ドイツではパンは朝食か夕食においてジャムやハム・ソーセージ、チーズなどを、はさんだりのせたりして食べる。調理しないので、冷たい食事(Kaltes Essen/カルテスエッセン)という。通常、昼食には調理した温かい食事(Warmes Essen/ヴァルメスエッセン)をとる。最近の拙著、やまねよしみ・四方康行『掌編集 てのひらの愛Ⅱ』(風詠社、2021年2月)の「ビールは注ぐな」において、30年以上前のミュンヘン工科大学留学中の話で次のように書いた。「学食は、日本人から見れば全ておかずとデザート。ご飯もパンもない。パンがないのは意外だが、昼は温かい食事が通常で、パンは朝食か夕飯かまたは軽食で冷たい食事として、チーズやソーセージなどと一緒に食べるのがドイツの食文化である。たまに米を食べたいと思えば、中華料理店に行った。そこでの米は、パサパサの長粒種。ドイツ人は、味がないので米だけを別には食べられず、丼にして食べる。私はもちろん、ご飯におかずとして食べた。」(p.76-77)。

朝食と夕食は簡単に済ませ、昼食がメインで調理した温かい食事というのは、ドイツの文化が背景にあるという説明がなされる。つまり、日本と比較すると、日本は勤務先と自宅が離れていて、通勤に1時間を超えるのも珍しくないが、ドイツは職住が接近していて、昼食に家に帰って家族と一緒に食べるというのを大学の教員で見た。その際に小さな子供がいたら幼稚園に迎えに行き、連れて帰るのである。主婦(Hausfrau:ハウスフラウ)も立派な職業と言われるゆえんである。
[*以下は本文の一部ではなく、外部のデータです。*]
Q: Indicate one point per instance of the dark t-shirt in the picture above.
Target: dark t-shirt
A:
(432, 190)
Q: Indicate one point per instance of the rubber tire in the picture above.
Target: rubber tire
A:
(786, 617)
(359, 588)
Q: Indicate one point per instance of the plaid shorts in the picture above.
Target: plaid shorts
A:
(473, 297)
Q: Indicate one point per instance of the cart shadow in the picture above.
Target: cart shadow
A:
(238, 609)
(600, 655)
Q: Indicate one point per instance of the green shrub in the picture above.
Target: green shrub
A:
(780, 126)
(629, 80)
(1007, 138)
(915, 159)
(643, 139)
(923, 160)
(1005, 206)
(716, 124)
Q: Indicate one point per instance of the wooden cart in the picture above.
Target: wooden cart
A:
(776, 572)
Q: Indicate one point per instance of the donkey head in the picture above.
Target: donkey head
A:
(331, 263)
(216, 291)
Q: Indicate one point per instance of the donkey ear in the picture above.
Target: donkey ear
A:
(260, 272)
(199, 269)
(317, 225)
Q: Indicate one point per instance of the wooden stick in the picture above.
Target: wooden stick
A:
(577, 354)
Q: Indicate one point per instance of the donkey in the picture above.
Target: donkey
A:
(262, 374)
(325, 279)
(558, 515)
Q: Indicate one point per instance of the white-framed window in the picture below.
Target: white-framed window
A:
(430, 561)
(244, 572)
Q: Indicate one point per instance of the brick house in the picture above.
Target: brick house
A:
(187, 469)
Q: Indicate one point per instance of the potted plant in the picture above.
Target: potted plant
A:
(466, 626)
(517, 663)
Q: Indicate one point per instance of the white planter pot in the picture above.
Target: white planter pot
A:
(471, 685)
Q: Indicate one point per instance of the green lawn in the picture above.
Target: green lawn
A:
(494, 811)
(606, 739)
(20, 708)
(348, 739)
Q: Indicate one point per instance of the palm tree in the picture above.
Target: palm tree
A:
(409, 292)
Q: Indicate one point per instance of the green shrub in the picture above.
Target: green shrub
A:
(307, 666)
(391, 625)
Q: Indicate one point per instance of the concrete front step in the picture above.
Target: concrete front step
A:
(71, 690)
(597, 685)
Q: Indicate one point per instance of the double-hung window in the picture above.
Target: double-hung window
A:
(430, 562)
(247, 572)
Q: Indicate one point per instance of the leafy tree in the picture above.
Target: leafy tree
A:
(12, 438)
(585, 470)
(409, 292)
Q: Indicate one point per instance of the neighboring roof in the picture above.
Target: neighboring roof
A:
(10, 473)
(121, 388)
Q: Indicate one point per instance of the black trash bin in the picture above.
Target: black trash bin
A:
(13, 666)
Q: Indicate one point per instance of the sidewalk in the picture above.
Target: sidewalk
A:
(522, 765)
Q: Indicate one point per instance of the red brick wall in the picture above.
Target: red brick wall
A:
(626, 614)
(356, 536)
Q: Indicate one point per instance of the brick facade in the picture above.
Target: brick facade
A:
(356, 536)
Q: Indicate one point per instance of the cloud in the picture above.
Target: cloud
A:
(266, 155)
確かに学食(Mensa:メンザ)や従業員食堂(Kantine:カンティーネ)があることから、みんなが家に帰って食べるというのではないが、通勤距離の差が日独の違いに表れている。次に、夕食を簡単に済ませるのは、例えば、夕食後オペラ鑑賞などに出かけけるのに都合が良く、それだけ、優雅な生活を営んでいるという説明も読んだことがあるが、確証はない。また、歴史的には、夕食後も農業を行うのには、軽めの食事がちょうどよかったというのも、何かの本に書いてあったのが印象に残っているが、それも今となっては調べようがない。いずれにせよ日独で食文化が異なるのは興味深い。

写真はドイツ国境近くのフランス内Straßburg(シュトラスブルク、フランス語・英語でストラスブールStrasbourg )にて撮影(2015年8月22日)。中央にドイツパンのブレッツェル(Brezel: ブレーツェル)がある。